Dado que só tomamos consciência de algumas dessas teorias, elas constituem
preconceitos no sentido de que são defendidas sem qualquer verificação crítica, ainda que
sejam de extrema importância para a ação prática e para a vida do homem.
Uma justificação para a existência da filosofia é a necessidade de analisar e de testar
criticamente estas teorias muito divulgadas e influentes.
Tais teorias constituem o ponto de partida de toda a ciência e de toda a filosofia. São
pontos de partida precários. Toda a filosofia deve partir das opiniões incertas e muitas
vezes perniciosas do senso comum acrítico. O objetivo é um senso comum esclarecido e
critico, a prossecução de uma perspectiva mais próxima da verdade e uma influência
menos funesta na vida do homem.
K. POPPER, Em Busca & um Mundo Melhor, trad. port.,Lisboa, Ed. Fragmentos, 1989, - 165
A atitude filosófica não é uma atitude natural. Qualquer indivíduo de forma imediata
face à realidade não começa a examiná-la de forma especulativa. Pelo contrário, o que é
natural é que se centre na resolução problemas práticos, que se guie pelo senso comum
tendo em vista resolver certas necessidades imediatas. Ninguém pode viver sem se
adaptar constantemente às condições do
seu mundo. Estas exigências de sobrevivência tendem, naturalmente a sobrepor-se a todas
as outras preocupações.
O homem está permanentemente se confrontado com novos problemas que o
colocam perante novas situações imprevisíveis, e que o obrigam a alargar os seus
horizontes de compreensão da realidade. Cada mudança pode representar, assim, uma
nova possibilidade para ampliar o conhecimento.

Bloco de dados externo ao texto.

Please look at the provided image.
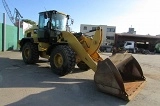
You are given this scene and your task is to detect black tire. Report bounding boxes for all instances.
[77,61,90,71]
[22,42,39,64]
[50,45,76,76]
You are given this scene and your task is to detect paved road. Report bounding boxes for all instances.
[0,52,160,106]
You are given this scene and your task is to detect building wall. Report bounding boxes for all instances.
[80,24,116,45]
[0,23,24,51]
[0,23,2,51]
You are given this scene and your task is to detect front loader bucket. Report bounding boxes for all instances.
[94,53,145,100]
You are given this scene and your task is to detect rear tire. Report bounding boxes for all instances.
[77,61,90,71]
[50,45,76,76]
[22,42,39,64]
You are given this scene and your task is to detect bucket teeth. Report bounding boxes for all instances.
[94,54,145,100]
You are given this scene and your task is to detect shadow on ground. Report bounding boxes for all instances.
[0,57,127,106]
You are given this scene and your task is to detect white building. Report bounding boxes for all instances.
[80,24,116,45]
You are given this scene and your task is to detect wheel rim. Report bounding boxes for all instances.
[24,48,30,58]
[54,53,63,68]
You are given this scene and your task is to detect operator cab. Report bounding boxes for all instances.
[38,10,69,42]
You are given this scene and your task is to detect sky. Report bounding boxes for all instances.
[0,0,160,35]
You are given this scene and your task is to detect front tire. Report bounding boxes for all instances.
[22,42,39,64]
[50,45,76,76]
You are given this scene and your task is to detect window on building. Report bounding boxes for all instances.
[83,26,87,30]
[92,27,96,30]
[107,28,115,32]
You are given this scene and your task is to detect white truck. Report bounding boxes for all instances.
[124,41,137,53]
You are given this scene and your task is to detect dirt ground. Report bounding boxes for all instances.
[0,52,160,106]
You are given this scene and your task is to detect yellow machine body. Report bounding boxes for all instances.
[18,11,145,100]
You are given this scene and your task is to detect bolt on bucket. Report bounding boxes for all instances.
[94,53,145,100]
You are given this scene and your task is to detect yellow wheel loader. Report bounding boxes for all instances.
[19,10,145,100]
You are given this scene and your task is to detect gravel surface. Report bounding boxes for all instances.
[0,51,160,106]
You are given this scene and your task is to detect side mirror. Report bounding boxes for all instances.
[71,19,74,25]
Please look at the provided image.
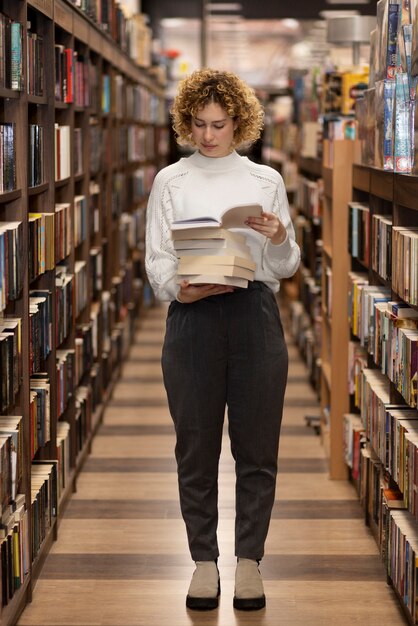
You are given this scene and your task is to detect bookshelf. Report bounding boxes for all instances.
[345,164,418,624]
[291,156,323,400]
[321,140,355,480]
[0,0,168,626]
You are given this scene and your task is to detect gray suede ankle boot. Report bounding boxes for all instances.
[234,558,266,611]
[186,561,221,611]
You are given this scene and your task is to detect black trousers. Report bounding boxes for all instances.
[162,282,288,561]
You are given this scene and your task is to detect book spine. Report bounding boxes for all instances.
[383,80,395,170]
[10,22,22,91]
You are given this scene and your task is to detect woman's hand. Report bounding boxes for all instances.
[177,280,234,304]
[245,211,286,246]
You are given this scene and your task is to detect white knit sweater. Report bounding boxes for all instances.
[145,152,300,300]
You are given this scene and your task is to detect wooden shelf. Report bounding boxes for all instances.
[28,183,49,196]
[393,174,418,211]
[0,189,22,204]
[321,140,355,480]
[298,156,322,178]
[0,0,168,626]
[322,362,332,390]
[353,164,370,193]
[370,167,394,202]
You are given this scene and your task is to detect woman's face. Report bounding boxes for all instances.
[192,102,236,158]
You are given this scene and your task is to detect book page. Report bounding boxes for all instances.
[221,204,263,228]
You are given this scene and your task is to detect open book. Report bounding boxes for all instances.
[171,204,263,231]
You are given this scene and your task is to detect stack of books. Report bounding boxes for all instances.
[171,204,262,289]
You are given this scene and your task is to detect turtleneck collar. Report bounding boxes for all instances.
[188,150,241,172]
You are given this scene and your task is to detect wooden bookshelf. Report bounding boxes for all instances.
[321,140,355,480]
[350,165,418,624]
[0,0,168,626]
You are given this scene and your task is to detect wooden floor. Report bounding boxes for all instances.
[19,300,406,626]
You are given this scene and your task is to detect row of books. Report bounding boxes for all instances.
[74,195,88,251]
[74,261,90,318]
[29,289,52,374]
[348,202,393,281]
[89,247,103,302]
[73,128,84,176]
[130,165,157,203]
[28,124,45,187]
[57,421,71,503]
[296,176,324,223]
[31,460,58,561]
[55,264,74,347]
[348,202,370,267]
[75,385,93,455]
[0,13,23,91]
[0,222,24,311]
[349,272,418,407]
[56,349,75,418]
[392,226,418,305]
[0,122,16,193]
[75,320,94,385]
[290,296,322,394]
[88,118,156,177]
[29,372,51,459]
[26,27,45,96]
[0,317,22,411]
[344,414,418,623]
[28,213,55,281]
[0,493,31,607]
[0,415,23,508]
[356,0,417,173]
[70,0,128,52]
[54,124,71,180]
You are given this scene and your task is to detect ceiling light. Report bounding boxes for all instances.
[282,17,299,30]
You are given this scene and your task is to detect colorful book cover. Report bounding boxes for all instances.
[386,0,400,80]
[10,22,22,91]
[394,73,412,173]
[383,80,395,170]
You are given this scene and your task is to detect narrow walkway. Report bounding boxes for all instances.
[19,300,406,626]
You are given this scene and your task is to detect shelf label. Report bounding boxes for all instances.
[54,0,74,33]
[73,13,89,43]
[28,0,54,20]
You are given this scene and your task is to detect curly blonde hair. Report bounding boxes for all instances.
[171,68,264,147]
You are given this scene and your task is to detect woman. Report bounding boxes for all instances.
[146,69,300,610]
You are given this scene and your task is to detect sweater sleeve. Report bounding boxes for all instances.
[145,172,179,300]
[263,171,300,279]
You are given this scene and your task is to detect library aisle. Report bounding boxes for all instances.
[18,300,406,626]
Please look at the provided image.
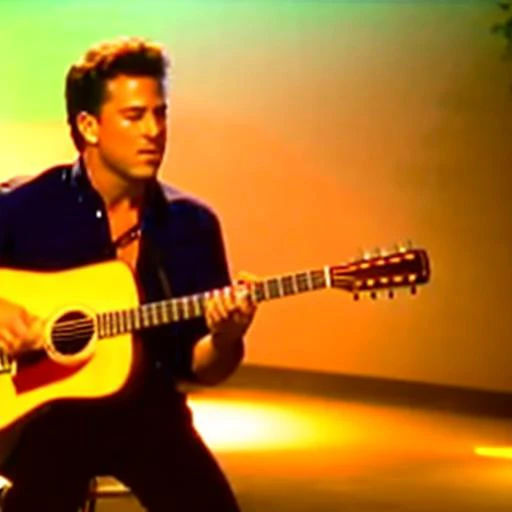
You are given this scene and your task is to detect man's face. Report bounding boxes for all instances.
[97,75,167,180]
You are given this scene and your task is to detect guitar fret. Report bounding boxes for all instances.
[123,309,132,333]
[142,306,151,327]
[267,278,281,299]
[306,271,314,290]
[180,298,190,320]
[192,295,203,316]
[280,276,295,296]
[311,270,325,290]
[133,308,142,330]
[295,272,310,292]
[159,302,169,324]
[117,311,126,334]
[110,311,119,336]
[171,299,179,322]
[252,282,266,303]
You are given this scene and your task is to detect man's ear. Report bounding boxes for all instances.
[76,111,98,146]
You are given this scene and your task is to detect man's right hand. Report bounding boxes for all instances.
[0,299,43,356]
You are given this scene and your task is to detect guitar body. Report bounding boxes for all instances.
[0,261,139,434]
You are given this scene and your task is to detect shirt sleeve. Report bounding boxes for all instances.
[173,209,231,382]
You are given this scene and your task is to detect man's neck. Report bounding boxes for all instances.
[82,153,147,211]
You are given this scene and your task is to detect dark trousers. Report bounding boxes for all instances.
[1,374,240,512]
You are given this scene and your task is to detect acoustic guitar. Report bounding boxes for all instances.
[0,248,430,462]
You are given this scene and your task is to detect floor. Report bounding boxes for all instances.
[91,389,512,512]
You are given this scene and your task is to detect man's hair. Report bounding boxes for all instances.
[66,37,170,151]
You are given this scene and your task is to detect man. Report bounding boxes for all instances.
[0,39,255,512]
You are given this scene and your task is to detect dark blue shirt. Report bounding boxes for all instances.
[0,164,230,386]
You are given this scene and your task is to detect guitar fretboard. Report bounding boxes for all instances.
[96,267,330,338]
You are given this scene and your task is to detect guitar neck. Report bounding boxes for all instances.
[96,267,331,338]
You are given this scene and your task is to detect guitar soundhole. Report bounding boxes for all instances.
[52,311,94,355]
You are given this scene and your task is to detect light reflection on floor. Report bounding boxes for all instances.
[186,390,512,512]
[3,389,512,512]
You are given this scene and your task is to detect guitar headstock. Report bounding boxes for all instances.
[330,247,430,300]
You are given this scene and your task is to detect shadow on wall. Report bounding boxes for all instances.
[491,0,512,59]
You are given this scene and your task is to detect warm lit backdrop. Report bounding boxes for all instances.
[0,0,512,391]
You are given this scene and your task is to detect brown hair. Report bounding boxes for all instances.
[66,37,170,151]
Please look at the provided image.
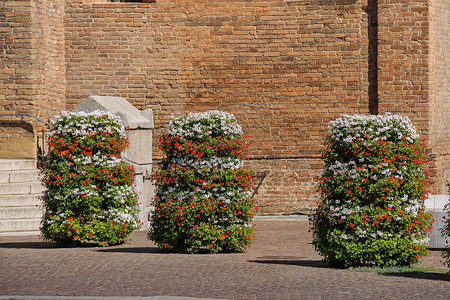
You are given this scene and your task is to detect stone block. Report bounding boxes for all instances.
[73,96,153,129]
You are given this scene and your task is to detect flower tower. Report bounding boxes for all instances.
[41,111,140,246]
[312,114,433,267]
[148,111,254,253]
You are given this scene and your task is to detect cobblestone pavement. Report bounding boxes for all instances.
[0,219,450,299]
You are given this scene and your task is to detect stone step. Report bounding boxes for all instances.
[0,205,43,220]
[0,194,42,207]
[0,169,39,183]
[0,181,44,195]
[0,218,41,235]
[0,159,36,171]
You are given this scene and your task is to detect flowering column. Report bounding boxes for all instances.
[312,114,433,267]
[148,111,254,253]
[41,111,140,246]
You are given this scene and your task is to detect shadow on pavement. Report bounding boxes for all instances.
[380,272,450,282]
[249,257,329,268]
[0,242,49,249]
[97,247,162,254]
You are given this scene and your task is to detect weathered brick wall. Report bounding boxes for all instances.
[65,0,368,212]
[429,0,450,194]
[0,0,65,138]
[0,0,33,138]
[378,0,450,194]
[378,0,430,134]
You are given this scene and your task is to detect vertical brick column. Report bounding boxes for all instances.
[429,0,450,195]
[0,0,34,138]
[378,0,430,134]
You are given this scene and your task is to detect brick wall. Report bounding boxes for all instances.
[65,0,368,212]
[0,0,33,138]
[429,0,450,194]
[0,0,65,138]
[378,0,450,194]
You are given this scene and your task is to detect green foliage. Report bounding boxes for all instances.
[312,114,434,267]
[148,111,254,253]
[41,111,140,246]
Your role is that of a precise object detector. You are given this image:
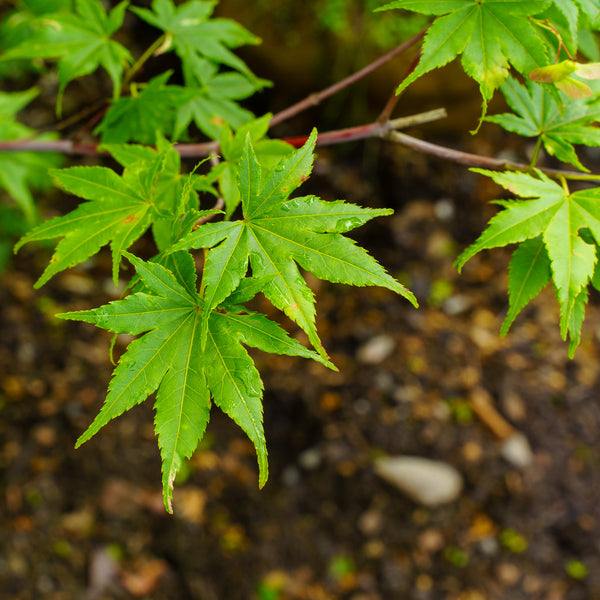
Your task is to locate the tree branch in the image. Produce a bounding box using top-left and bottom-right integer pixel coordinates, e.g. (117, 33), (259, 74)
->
(384, 131), (600, 181)
(269, 28), (427, 127)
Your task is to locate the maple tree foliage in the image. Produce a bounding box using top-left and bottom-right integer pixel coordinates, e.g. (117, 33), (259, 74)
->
(0, 0), (600, 511)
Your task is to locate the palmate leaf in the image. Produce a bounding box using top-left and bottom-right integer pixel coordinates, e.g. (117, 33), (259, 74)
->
(174, 66), (267, 139)
(485, 77), (600, 171)
(172, 131), (416, 357)
(57, 253), (332, 512)
(131, 0), (260, 85)
(456, 169), (600, 356)
(378, 0), (550, 112)
(0, 88), (63, 226)
(2, 0), (131, 106)
(15, 146), (215, 287)
(213, 113), (294, 217)
(94, 71), (193, 145)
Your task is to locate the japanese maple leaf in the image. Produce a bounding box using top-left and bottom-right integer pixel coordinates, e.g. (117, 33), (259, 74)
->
(15, 148), (215, 288)
(57, 253), (327, 512)
(0, 88), (62, 226)
(174, 61), (267, 139)
(378, 0), (550, 112)
(486, 78), (600, 171)
(131, 0), (259, 84)
(456, 169), (600, 356)
(2, 0), (131, 105)
(94, 71), (194, 145)
(213, 113), (294, 216)
(166, 131), (416, 356)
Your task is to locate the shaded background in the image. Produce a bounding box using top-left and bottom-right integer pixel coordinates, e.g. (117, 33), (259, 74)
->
(0, 0), (600, 600)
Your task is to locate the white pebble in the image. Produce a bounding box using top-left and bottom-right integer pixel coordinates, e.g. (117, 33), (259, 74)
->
(375, 456), (463, 506)
(500, 432), (533, 469)
(356, 334), (396, 365)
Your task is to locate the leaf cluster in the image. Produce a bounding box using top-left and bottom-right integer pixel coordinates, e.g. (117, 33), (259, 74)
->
(5, 0), (600, 511)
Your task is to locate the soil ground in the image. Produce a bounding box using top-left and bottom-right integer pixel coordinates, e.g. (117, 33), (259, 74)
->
(0, 144), (600, 600)
(0, 2), (600, 600)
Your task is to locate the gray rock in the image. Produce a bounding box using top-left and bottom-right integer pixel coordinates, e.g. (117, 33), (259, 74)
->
(356, 334), (396, 365)
(375, 456), (463, 506)
(500, 432), (533, 469)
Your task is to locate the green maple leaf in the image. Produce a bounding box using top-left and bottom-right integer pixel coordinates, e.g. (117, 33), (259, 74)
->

Estas mudanças frequentemente inquietam-nos ou maravilham-nos, despertando a
nossa curiosidade sobre o porquê das coisas, levando-nos a questionar o que nos rodeia.
Ao fazê-lo, estamos a distanciarmo-nos da realidade, que de repente se tornou estranha.
Esta atitude reflexiva, pode nos conduzir a uma atitude mais radical, a atitude filosófica.
Segundo Aristóteles:
“De fato, os homens começaram a filosofar, agora como na origem por causa da
admiração, na medida em que, inicialmente, ficavam perplexos diante das dificuldades
mais simples”.
O espanto, essa admiração e perplexidade referida por Aristóteles, é o que tira o indivíduo
da inércia e o lança à busca pelo conhecimento.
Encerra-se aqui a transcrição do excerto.